Посмотрел на нас, хихикнул, напялил очки и вразвалку двинулся наружу, неспешно набивая трубку. «Прогулка!» – гаркнул еще раз. Солдат пошел за ним, я за солдатом… по коридору, не закрыв за собой дверь… Было слышно, как уже шлепает мяч. Солдату было все равно. Он так и сказал: «Мне все равно нельзя наружу…» Встал у окна в коридоре, скрестил руки на груди и сказал ядовито, что погода не такая уж и хорошая, как кажется; я, напротив, утвердительно кивнул несколько раз: «Jo, jo, det er rigtig fint!»[107] – и пошел к дверям. Солдат пошел за мной, как каменная тень. У выхода в сад он печально уселся на стульчик, раздвинув широко в стороны свои огромные ноги. Мимо шли пациенты. Бряцали сандалии, хлюпали шлёпки. Выходили, вставали у кромки газона, с колечками в линию выстраивались, толкались и спорили, кто будет бросать первым. Повеяло сладковатым табаком санитара. Он шутливо выразил желание бросить пару колец. Ему уступили, продолжая спорить, кто именно уступает санитару право на первый бросок и кто будет бросать следующим…
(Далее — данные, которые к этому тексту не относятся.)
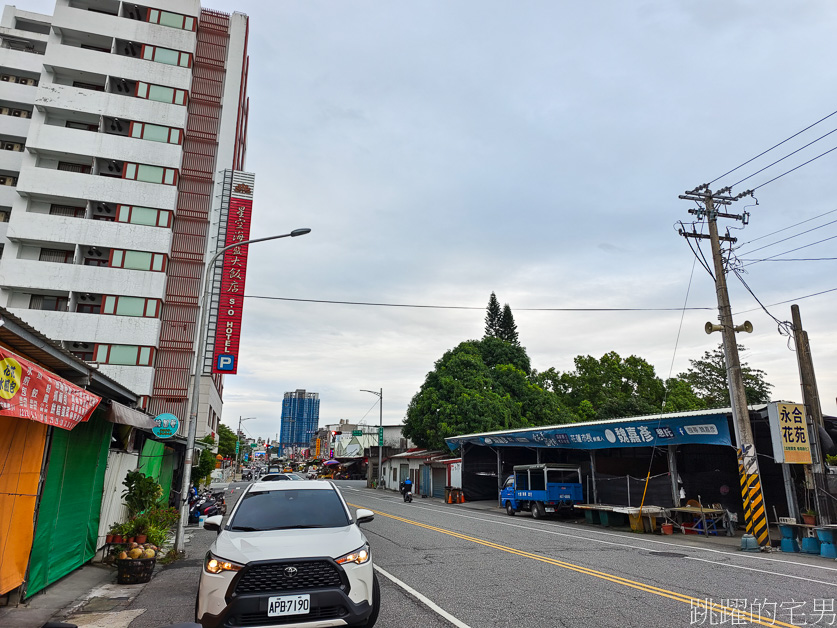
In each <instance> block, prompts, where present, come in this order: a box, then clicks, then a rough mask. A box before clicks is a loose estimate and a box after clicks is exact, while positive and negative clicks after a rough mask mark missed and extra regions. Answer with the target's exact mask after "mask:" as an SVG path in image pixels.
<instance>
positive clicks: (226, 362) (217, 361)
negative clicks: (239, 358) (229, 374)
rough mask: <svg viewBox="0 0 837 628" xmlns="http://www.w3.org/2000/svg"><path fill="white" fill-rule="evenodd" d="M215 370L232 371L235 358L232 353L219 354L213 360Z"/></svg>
mask: <svg viewBox="0 0 837 628" xmlns="http://www.w3.org/2000/svg"><path fill="white" fill-rule="evenodd" d="M215 369H216V370H218V371H234V370H235V356H234V355H233V354H232V353H219V354H218V357H217V358H215Z"/></svg>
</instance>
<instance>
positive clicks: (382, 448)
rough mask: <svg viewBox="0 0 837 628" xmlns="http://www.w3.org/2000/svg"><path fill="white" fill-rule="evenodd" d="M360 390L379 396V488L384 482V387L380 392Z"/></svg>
mask: <svg viewBox="0 0 837 628" xmlns="http://www.w3.org/2000/svg"><path fill="white" fill-rule="evenodd" d="M360 392H368V393H372V394H373V395H375V396H376V397H377V398H378V408H379V410H380V421H379V424H378V488H382V486H383V483H384V389H383V388H381V390H380V391H378V392H376V391H374V390H366V389H361V391H360Z"/></svg>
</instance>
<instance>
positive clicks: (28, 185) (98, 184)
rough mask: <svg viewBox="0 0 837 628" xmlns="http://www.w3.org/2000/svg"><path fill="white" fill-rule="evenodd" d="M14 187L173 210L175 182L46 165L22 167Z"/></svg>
mask: <svg viewBox="0 0 837 628" xmlns="http://www.w3.org/2000/svg"><path fill="white" fill-rule="evenodd" d="M17 191H18V193H19V194H21V195H22V196H28V195H29V194H33V195H37V196H41V197H44V198H57V199H61V198H91V199H96V200H97V201H101V202H103V203H116V204H119V203H121V204H123V205H135V206H138V207H155V208H158V209H170V210H174V209H175V208H176V207H177V186H174V185H163V184H160V183H144V182H142V181H130V180H127V179H120V178H115V177H103V176H97V175H92V174H82V173H78V172H65V171H63V170H53V169H47V168H24V169H23V171H22V172H21V173H20V177H19V179H18V183H17Z"/></svg>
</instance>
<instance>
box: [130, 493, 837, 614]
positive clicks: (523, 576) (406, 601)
mask: <svg viewBox="0 0 837 628" xmlns="http://www.w3.org/2000/svg"><path fill="white" fill-rule="evenodd" d="M337 484H338V486H340V488H341V491H342V492H343V495H344V497H345V498H346V501H347V502H349V503H350V504H351V505H352V507H353V508H354V507H363V508H369V509H371V510H373V511H374V512H375V513H376V515H375V520H374V521H372V522H370V523H367V524H363V529H364V532H365V533H366V535H367V537H368V538H369V541H370V544H371V547H372V557H373V561H374V563H375V565H376V567H377V568H378V570H379V574H378V577H379V580H380V583H381V612H380V616H379V619H378V624H377V625H378V626H379V627H381V628H403V627H404V626H415V627H420V628H425V627H428V628H429V627H435V626H440V627H444V626H458V627H459V628H468V627H470V628H476V627H478V626H479V627H491V626H514V627H517V628H519V627H530V626H531V627H543V626H562V627H564V626H566V627H575V626H579V627H581V626H584V627H585V628H586V627H588V626H591V625H592V626H603V627H605V626H613V627H618V628H626V627H632V626H637V627H638V626H642V627H646V626H649V625H651V626H710V625H728V626H757V625H767V626H806V625H807V626H837V618H835V614H836V613H837V605H835V603H834V598H835V597H837V563H834V562H833V561H826V560H822V559H818V558H809V557H800V556H799V555H786V554H768V555H762V554H749V553H742V552H740V551H733V550H732V549H729V550H728V549H724V548H721V549H718V547H719V546H717V545H714V546H713V545H712V544H708V543H703V542H702V541H701V540H700V539H689V538H688V537H687V538H685V539H683V540H681V538H679V537H671V539H668V538H666V539H664V538H663V537H659V536H652V535H636V534H630V533H622V532H615V531H611V530H606V529H602V528H596V527H587V526H578V525H574V524H569V523H563V522H561V521H556V520H540V521H535V520H533V519H532V518H531V517H530V516H528V515H523V514H520V515H518V516H516V517H508V516H507V515H506V514H505V512H503V511H501V510H500V509H499V508H498V509H489V510H471V509H468V508H462V507H451V506H448V505H445V504H442V503H440V502H439V501H438V500H422V499H418V498H417V499H416V500H415V501H413V503H411V504H405V503H403V501H402V500H401V498H400V496H398V495H397V494H395V493H392V492H384V491H375V490H371V489H366V488H365V483H364V482H350V481H341V482H337ZM244 486H246V483H241V484H239V485H237V488H238V489H239V490H240V488H243V487H244ZM236 497H237V496H236V494H235V493H233V498H236ZM229 505H230V509H231V506H232V503H230V504H229ZM193 530H194V532H193V535H192V537H191V539H190V541H189V543H190V545H191V547H192V548H193V549H192V550H190V558H189V559H188V560H186V561H179V562H177V563H175V564H174V565H171V566H170V567H167V568H166V569H164V570H162V571H161V572H160V573H159V574H157V575H156V576H155V578H154V579H153V580H152V582H151V583H149V585H148V586H147V587H146V588H145V589H144V591H143V593H142V594H141V595H140V596H138V597H137V598H136V599H135V600H134V601H133V602H132V604H131V607H132V608H144V609H147V610H146V612H145V613H143V614H142V615H141V616H139V617H137V618H136V619H135V620H134V621H133V622H132V623H131V624H130V626H131V628H158V627H159V626H162V625H166V624H169V623H175V622H178V621H191V620H192V617H193V608H194V601H195V595H196V592H197V581H198V575H199V573H200V569H201V562H202V561H201V559H202V556H203V553H204V552H205V550H206V549H207V548H208V547H209V545H210V543H211V542H212V540H213V539H214V537H215V535H214V533H210V532H206V531H203V530H197V529H193ZM707 606H709V607H711V608H707ZM736 609H738V610H739V611H740V613H737V612H736Z"/></svg>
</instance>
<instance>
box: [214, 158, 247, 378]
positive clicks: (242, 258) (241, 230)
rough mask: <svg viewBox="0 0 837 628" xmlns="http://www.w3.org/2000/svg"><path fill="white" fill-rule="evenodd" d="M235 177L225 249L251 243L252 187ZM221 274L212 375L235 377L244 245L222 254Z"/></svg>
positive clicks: (236, 176) (243, 271)
mask: <svg viewBox="0 0 837 628" xmlns="http://www.w3.org/2000/svg"><path fill="white" fill-rule="evenodd" d="M238 174H239V173H236V175H238ZM242 174H243V173H242ZM236 175H233V189H232V194H231V196H230V209H229V215H228V218H227V238H226V243H225V246H230V245H234V244H236V243H237V242H244V241H245V240H249V239H250V216H251V213H252V210H253V189H252V184H250V185H248V183H247V182H244V181H242V180H241V179H239V178H238V177H237V176H236ZM250 176H251V177H252V175H250ZM251 180H252V179H251ZM221 272H222V275H221V293H220V295H219V297H220V298H219V301H218V318H217V321H218V322H217V327H216V331H215V350H214V351H213V355H212V372H213V373H225V374H227V375H234V374H235V373H237V372H238V345H239V340H240V338H241V314H242V306H243V305H244V282H245V278H246V275H247V246H246V245H244V246H233V248H231V249H230V250H229V251H227V252H226V253H224V264H223V269H222V271H221Z"/></svg>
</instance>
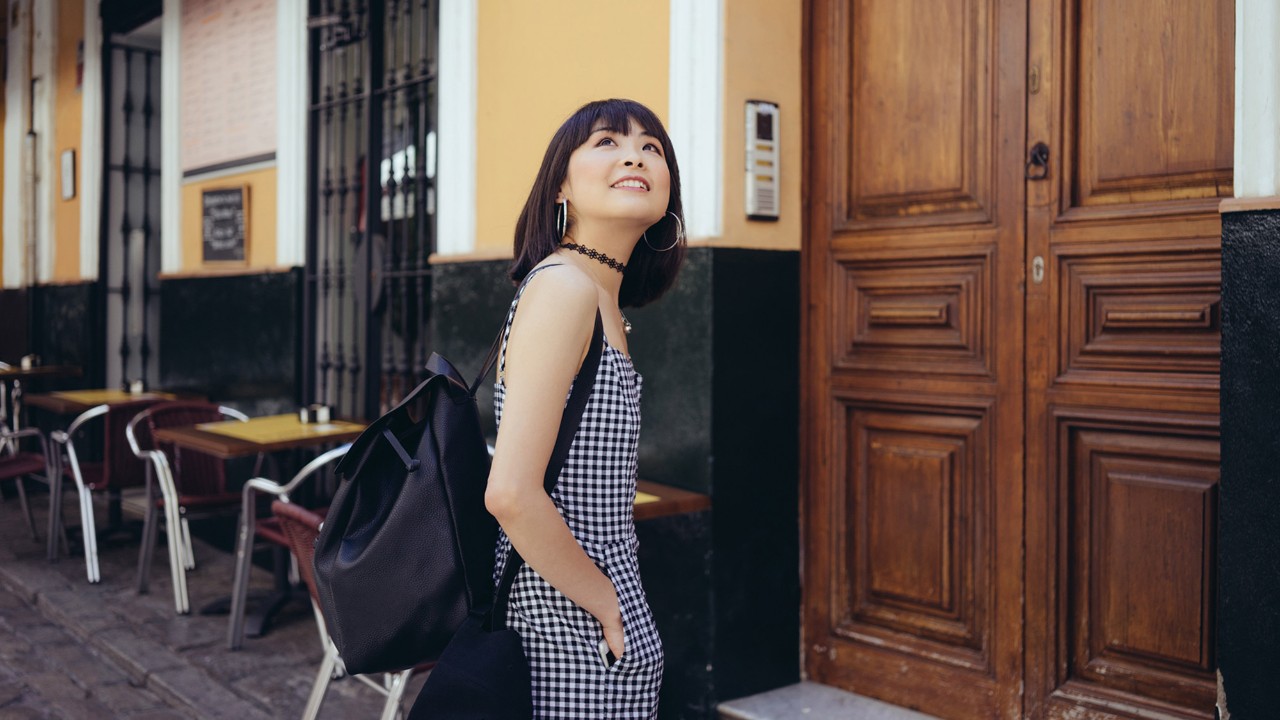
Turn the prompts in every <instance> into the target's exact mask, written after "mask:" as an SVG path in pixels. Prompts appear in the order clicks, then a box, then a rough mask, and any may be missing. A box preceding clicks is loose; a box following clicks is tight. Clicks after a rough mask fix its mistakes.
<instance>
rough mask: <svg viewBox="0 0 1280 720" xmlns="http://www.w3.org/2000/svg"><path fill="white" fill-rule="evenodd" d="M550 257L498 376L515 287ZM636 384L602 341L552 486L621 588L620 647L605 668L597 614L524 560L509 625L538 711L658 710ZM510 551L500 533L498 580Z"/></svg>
mask: <svg viewBox="0 0 1280 720" xmlns="http://www.w3.org/2000/svg"><path fill="white" fill-rule="evenodd" d="M552 266H554V265H543V266H540V268H535V269H534V270H532V272H531V273H530V274H529V275H527V277H526V278H525V282H524V283H522V284H521V286H520V290H517V291H516V297H515V300H512V302H511V310H509V311H508V313H507V324H506V329H504V331H503V340H502V350H500V352H499V355H498V377H499V378H502V377H503V375H502V370H503V366H504V364H506V355H507V340H508V337H509V336H511V324H512V320H513V319H515V316H516V305H517V304H518V302H520V296H521V295H522V293H524V291H525V287H527V284H529V279H531V278H532V277H534V275H535V274H536V273H540V272H541V270H544V269H547V268H552ZM641 383H643V378H641V377H640V373H637V372H636V370H635V368H634V366H632V365H631V360H630V359H628V357H627V356H626V355H623V354H622V352H621V351H620V350H617V348H614V347H611V346H609V343H608V340H605V341H604V348H603V352H602V355H600V366H599V370H598V372H596V377H595V386H594V387H593V388H591V395H590V396H589V398H588V401H586V410H585V411H584V414H582V423H581V425H580V427H579V429H577V434H576V436H575V437H573V442H572V445H571V446H570V454H568V459H567V460H566V461H564V468H563V469H562V470H561V474H559V480H558V482H557V484H556V491H554V492H553V493H552V500H553V501H554V503H556V507H557V510H559V514H561V515H562V516H563V518H564V521H566V523H567V524H568V528H570V530H571V532H572V533H573V537H575V538H577V542H579V543H580V544H581V546H582V550H585V551H586V555H588V556H589V557H590V559H591V560H594V561H595V564H596V566H599V568H600V570H602V571H604V574H605V575H608V577H609V579H612V580H613V584H614V587H616V588H617V591H618V601H620V603H621V606H622V625H623V634H625V644H626V648H625V651H623V655H622V657H621V659H620V660H618V661H617V662H614V664H613V666H612V667H608V669H605V666H604V662H603V661H602V660H600V656H599V652H598V651H596V646H598V643H599V642H600V639H603V638H604V634H603V630H602V626H600V623H599V621H598V620H596V619H595V618H594V616H593V615H591V614H589V612H588V611H585V610H582V609H581V607H579V606H577V605H576V603H575V602H573V601H572V600H570V598H568V597H566V596H564V594H563V593H561V592H559V591H557V589H556V588H553V587H552V585H550V584H549V583H548V582H547V580H544V579H543V578H541V577H540V575H539V574H538V573H535V571H534V570H532V569H531V568H530V566H529V565H527V564H526V565H525V566H522V568H521V569H520V573H518V574H517V575H516V580H515V583H513V584H512V588H511V601H509V606H508V612H507V625H508V626H509V628H511V629H513V630H516V632H518V633H520V637H521V639H522V642H524V646H525V655H526V656H527V657H529V665H530V669H531V671H532V687H534V717H535V719H556V720H576V719H581V720H602V719H614V720H623V719H626V720H634V719H635V720H640V719H644V720H648V719H650V717H655V716H657V712H658V688H659V687H660V684H662V669H663V653H662V641H660V639H659V638H658V628H657V626H655V625H654V621H653V614H652V612H650V611H649V603H648V602H646V601H645V596H644V589H643V588H641V587H640V570H639V565H637V562H636V547H637V542H636V534H635V518H634V515H632V502H634V501H635V492H636V446H637V443H639V439H640V388H641ZM504 397H506V387H503V383H502V382H498V383H495V384H494V397H493V402H494V411H495V414H497V419H498V424H499V428H500V427H502V406H503V400H504ZM566 402H567V398H566ZM499 432H500V429H499ZM509 550H511V541H508V539H507V534H506V533H500V534H499V537H498V546H497V569H495V571H494V582H495V583H497V579H498V578H500V577H502V570H503V566H504V565H506V560H507V555H508V551H509Z"/></svg>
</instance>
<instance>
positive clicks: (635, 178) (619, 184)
mask: <svg viewBox="0 0 1280 720" xmlns="http://www.w3.org/2000/svg"><path fill="white" fill-rule="evenodd" d="M609 187H618V188H622V187H626V188H631V190H644V191H646V192H648V191H649V183H646V182H645V181H643V179H640V178H622V179H620V181H618V182H616V183H613V184H611V186H609Z"/></svg>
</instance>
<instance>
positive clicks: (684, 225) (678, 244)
mask: <svg viewBox="0 0 1280 720" xmlns="http://www.w3.org/2000/svg"><path fill="white" fill-rule="evenodd" d="M667 214H668V215H671V217H672V218H673V219H675V220H676V241H675V242H672V243H671V245H669V246H667V247H663V249H660V250H659V249H657V247H654V246H653V245H650V243H649V234H648V233H640V237H643V238H644V243H645V245H648V246H649V250H653V251H654V252H666V251H668V250H671V249H673V247H676V246H677V245H680V241H681V240H685V223H681V222H680V215H677V214H675V213H672V211H671V210H667Z"/></svg>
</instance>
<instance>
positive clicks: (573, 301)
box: [517, 264, 599, 319]
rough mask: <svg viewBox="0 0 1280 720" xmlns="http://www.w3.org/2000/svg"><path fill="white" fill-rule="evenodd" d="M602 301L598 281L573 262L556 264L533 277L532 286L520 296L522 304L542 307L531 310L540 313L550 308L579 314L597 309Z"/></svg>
mask: <svg viewBox="0 0 1280 720" xmlns="http://www.w3.org/2000/svg"><path fill="white" fill-rule="evenodd" d="M598 304H599V293H598V290H596V287H595V282H594V281H591V278H590V277H589V275H588V274H586V273H584V272H582V270H581V269H579V268H576V266H575V265H570V264H562V265H556V266H553V268H550V269H548V270H547V272H544V273H538V274H536V275H535V277H534V278H532V279H531V281H529V286H527V287H525V293H524V295H522V296H521V299H520V305H521V306H522V307H525V306H532V307H538V309H539V310H534V311H530V313H529V314H530V315H534V314H538V315H540V314H541V313H543V311H547V310H552V311H556V313H558V314H564V315H579V314H581V313H584V311H591V310H594V309H595V307H596V305H598ZM526 309H527V307H526ZM517 314H518V313H517ZM568 319H573V318H568Z"/></svg>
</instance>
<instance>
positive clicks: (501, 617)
mask: <svg viewBox="0 0 1280 720" xmlns="http://www.w3.org/2000/svg"><path fill="white" fill-rule="evenodd" d="M603 347H604V322H603V320H602V319H600V310H599V309H596V310H595V329H594V331H591V347H590V350H588V351H586V357H585V359H584V360H582V369H581V370H579V373H577V379H575V380H573V389H572V391H571V393H570V398H568V405H566V406H564V414H563V415H562V416H561V429H559V433H557V434H556V447H554V450H552V457H550V461H549V462H547V474H545V477H544V478H543V487H544V488H547V495H550V493H552V491H554V489H556V482H557V480H558V479H559V471H561V469H562V468H563V466H564V460H567V459H568V450H570V446H572V445H573V438H575V437H576V436H577V428H579V425H581V424H582V413H584V411H586V400H588V397H589V396H590V395H591V388H593V387H595V373H596V370H598V369H599V368H600V355H602V354H603V352H604V348H603ZM524 564H525V559H524V557H521V556H520V552H517V551H516V546H511V552H509V553H508V556H507V565H506V566H504V568H503V570H502V579H500V580H498V589H497V592H494V596H493V614H492V615H490V620H489V621H490V626H492V628H493V629H498V628H502V626H504V625H506V621H507V600H508V597H509V596H511V585H512V583H515V582H516V574H517V573H520V566H521V565H524Z"/></svg>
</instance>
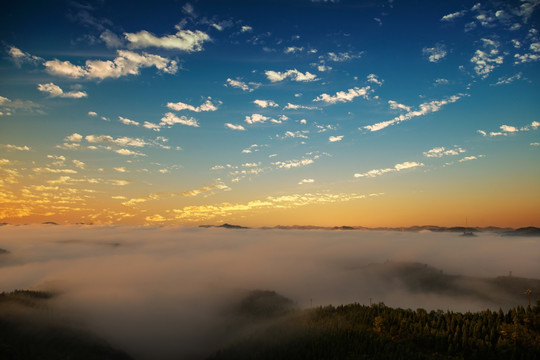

Я протянул солдату руку; сказал, что желаю ему удачи и верю в его невиновность. Он, не понимая торжественности моего настроения, посмотрел снизу вверх, как инвалид, нашедший сострадание, растрогался и сказал: «Спасибо…»
Вышел. Ослепило солнце. Небо было везде. Оно лежало на блестящей траве, грелось на скамейках, впивалось в деревья и асфальт; небо было готово вместить в себя весь мир и даже больше.
Вращая полосками, подкатился мяч. Поднял. Бросил. Промазал. Мяч отлетел от кольца далеко в сторону, поскакал прочь, к самым клумбам, на мгновение – заметил я – мяч приковал к себе внимание каждого, все впились в него глазами, смотрели, как он сперва прыгал, а затем, упав на траву, шурша, катился. Я ощутил свободу; никто меня не видел, никто не обращал на меня внимания; с притворной ленцой я побрел в сторону по тропинке, вдоль кустов, вдоль кустов, по опилкам, опилкам… Воровато оглянулся, охватив всех сразу: Томас Ланг нагибается за мячом, санитар протягивает руку – он тоже хочет бросить разок, у кромки газона толкотня, солдат у дверей, как пес, тоскливо смотрит наружу… Наши взгляды встретились. Я подмигнул ему.
Через несколько секунд я перепрыгнул через забор и исчез из его жизни навсегда.